I asked Susan why she thought Isabel wanted her to wait. Susan let out a huge sigh and responded:
“I guess I should have anticipated this. Since she left home for college, she’s been keeping me at a distance. When I worried about her in college, she would take forever to respond to my contacts. I remember explaining that it’s a mother’s job to be concerned and she told me it made her feel like I don’t think she can take care of herself and I need to stop. She was partly right. I still don’t think she knows how to be a mother to a newborn and should welcome my input. But I fooled myself about this. I suppose I need to feel like I’m valued as a mother, and I do get worried that she is too independent and will get herself into trouble.”
I reminded Susan that she has been talking with me for some time about how distressed she is about Isabel. When she first came to see me, she was overwhelmed with anxiety that Isabel was about to make a mistake and marry Jake. She was hurt and angry that she had been given no clue that the relationship had progressed to the point of engagement. I recalled that early in our work she had told me she didn’t know why Isabel kept her out of the loop on everything, and I reminded her that we have been looking at that question in our work. Then I asked, “What have you come to understand about this?”
Susan shook her head sadly. “I know, I know. Isabel has to live her own life. Jake turned out to be great. I have to remember that my anxiety about Isabel’s life is about my own needs to feel like a good mother. When she was younger, I felt we were two peas in a pod and I always knew exactly what was right for her. That made me feel like a good mom. Now, she has such a different life from mine that I don’t always know who she is or how to be her mom.”
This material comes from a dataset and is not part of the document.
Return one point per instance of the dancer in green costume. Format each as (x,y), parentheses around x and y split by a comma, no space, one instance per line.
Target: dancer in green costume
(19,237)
I recognized how painful this was for Susan, who wanted to feel like a good mother and desirable grandmother. I thought it important to remind her that lately she has been doing a good job thinking about what Isabel wants and being less intrusive. I told her I knew it was difficult to wait for Isabel to ask her on rare occasions for advice. I also hypothesized that perhaps becoming a grandmother triggered her feelings of wanting to be a good mother/grandmother and she was reverting to old patterns of wanting to be involved on her terms, not Isabel’s.
Hopefully, Susan will have an opportunity when she visits Isabel to practice what is so difficult to do: not attempt to influence Isabel’s thoughts and feelings. She knows the more she can admire and recognize Isabel’s differences, the more likely Isabel will learn to see her as uncritical and not controlling. Susan is working on this.
When mom and her little girl spend their early years thinking of each other as the same, the daughter’s seeking to separate can become a painful process for both. If the daughter wants to remain the child and not venture into the grown-up world, the mother who sees this as problematic faces the dilemma of how to help launch her daughter without creating feelings of abandonment and rejection. When the mother finds separation painful, she has to learn how to give her daughter space so they can attach in a new way.
Mother and daughter ultimately have to understand that being separate and different, rather than the same and enmeshed, facilitates a stronger experience of attachment: When you are the same or one, the relationship is symbiotic, with no space between the two. When you are two separate, distinct people, there is a space within which each can attach to the other. That may be the best contact of all.
Note: To protect privacy, names in the preceding article have been changed and the dialogues described are a composite.